My husband suggested we order an umbrella stroller (those are the ones that fold up tiny, so named because they’re basically like an umbrella with wheels), from Amazon, but it was about as durable as an umbrella, so we quickly returned it and headed to Toys “R” Us. After trying many strollers, we were very happy to leave with the Contours Bitsy Stroller. It was lightweight, handled great, and cost $200, which seemed like a steal when almost every other stroller seemed to cost as much as a new TV.

Gliding the Bitsy through crowds and tight corridors quickly helped me regain my footing in society. Instead of feeling like people were bothered by my baby-pushing presence, I now felt like I was able to carry on somewhat unnoticed. We made an effort to bring the bare minimum of baby gear with us when we would go anywhere with other adults.

Once, my brother-in-law complimented us for traveling light to a family dinner.

“Too bad your brother and his wife can’t seem to do the same …” he murmured, and then began listing the variety of baby gear they had brought along to past events.

As a new and unsure parent, I sheepishly enjoyed the undeserved praise. People (falsely) seemed to assume that the less baby gear you had with you, the more competent a parent you were. I guess the logic was that if you’re leaving your home without all your fail-safes, it’s because you have a good handle on parenthood. In retrospect, I think we were giving into the constant, unspoken pressure of not wanting to seem overwhelmed in any way; we didn’t want to seem like having a baby had turned us into just parents.

This was best encapsulated by our first family trip, to New York City. Eating in a restaurant with young kids can feel intense and stressful under regular circumstances, but in Manhattan it was amplified; most restaurants we encountered didn’t have high chairs or seemingly any interest in serving minors. Once I realized this, the entire trip became about meal logistics and trying to find a restaurant we could all happily eat at without having to wait in line.

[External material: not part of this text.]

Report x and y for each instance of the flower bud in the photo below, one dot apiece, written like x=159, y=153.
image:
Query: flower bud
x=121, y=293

Our first night, we waited in line at a restaurant I immediately felt was too adult to bring a baby to: dimmed lighting, an awkwardly small waiting area by the hostess desk, and oh yeah, no children in sight. I spent the meal keeping food off the floor and my son from getting bored or rowdy. The second night we found a fun-looking spot near Central Park that was able to take a last-minute reservation.

We arrived ready to eat, our son in tow, when the hostess informed us they weren’t actually able to serve us; they were more of a “bar-restaurant” than a “restaurant-bar,” apparently.

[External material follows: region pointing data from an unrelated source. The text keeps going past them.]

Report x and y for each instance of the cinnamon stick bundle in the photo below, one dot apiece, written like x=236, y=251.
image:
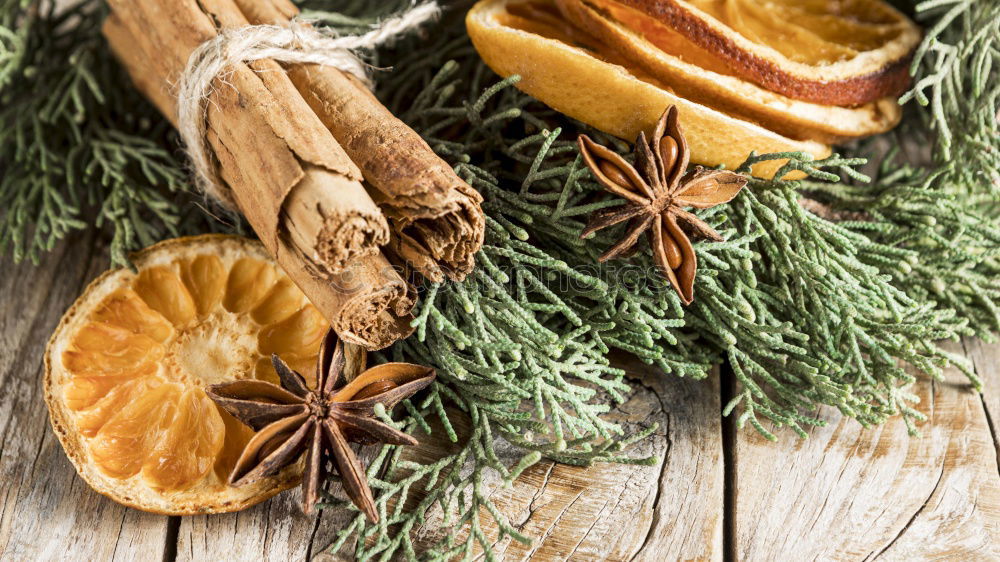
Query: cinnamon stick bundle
x=435, y=217
x=296, y=185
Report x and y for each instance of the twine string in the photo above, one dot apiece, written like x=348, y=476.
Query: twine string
x=292, y=43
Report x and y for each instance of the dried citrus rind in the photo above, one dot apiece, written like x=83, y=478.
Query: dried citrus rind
x=127, y=367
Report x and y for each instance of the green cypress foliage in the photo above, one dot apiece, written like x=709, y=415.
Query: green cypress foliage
x=831, y=290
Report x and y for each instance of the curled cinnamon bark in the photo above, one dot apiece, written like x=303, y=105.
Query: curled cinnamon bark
x=297, y=187
x=435, y=217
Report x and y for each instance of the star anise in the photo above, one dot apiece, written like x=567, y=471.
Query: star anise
x=656, y=189
x=293, y=419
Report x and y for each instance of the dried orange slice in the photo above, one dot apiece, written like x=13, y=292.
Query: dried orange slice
x=668, y=56
x=127, y=367
x=564, y=68
x=833, y=52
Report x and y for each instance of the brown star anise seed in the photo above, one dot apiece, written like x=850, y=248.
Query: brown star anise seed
x=293, y=419
x=655, y=191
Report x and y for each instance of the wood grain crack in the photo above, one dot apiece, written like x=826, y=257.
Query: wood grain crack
x=913, y=518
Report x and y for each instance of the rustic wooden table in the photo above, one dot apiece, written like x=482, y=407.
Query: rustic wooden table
x=843, y=494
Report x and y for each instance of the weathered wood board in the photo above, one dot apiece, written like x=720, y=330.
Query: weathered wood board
x=843, y=494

“That’s too bad,” my husband replied, pointing at our infant son, “because he was going to drink a lot.” The staff politely chuckled as we headed out the door and back to the drawing board, the parents who tried to bring their baby to a bar.

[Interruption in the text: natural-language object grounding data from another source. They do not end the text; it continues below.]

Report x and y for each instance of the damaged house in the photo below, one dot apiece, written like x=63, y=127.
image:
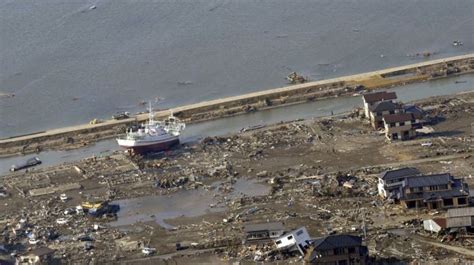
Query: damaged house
x=337, y=249
x=262, y=232
x=298, y=239
x=415, y=190
x=401, y=126
x=399, y=121
x=436, y=191
x=380, y=109
x=391, y=181
x=371, y=99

Eventually we wound up at a fancy restaurant in an equally fancy hotel. The host seemed more like an actor researching the role of a snooty restaurant manager, and played the part perfectly; he looked visibly irritated at the idea of us dragging our baby along to dinner at his establishment.

Despite his clear displeasure, we were in luck: they had one table left, and even a high chair. Holding my son in one arm, I folded the stroller into its discreet, compact form with the other.

“Okay,” said the host, far less rude than he had been a moment ago. “That was cool.”

It was the validation I hadn’t known I’d been waiting for, and one of the moments I ended up remembering most from the trip from there on out. For a moment, instead of feeling overwhelmed, awkward, in the way, or totally isolated, I was finally able to feel like a normal person eating in an adult restaurant just like my pre-baby self used to do.

Melanie Westfield, who writes under a pseudonym, is a writer, tea drinker, and lottery player.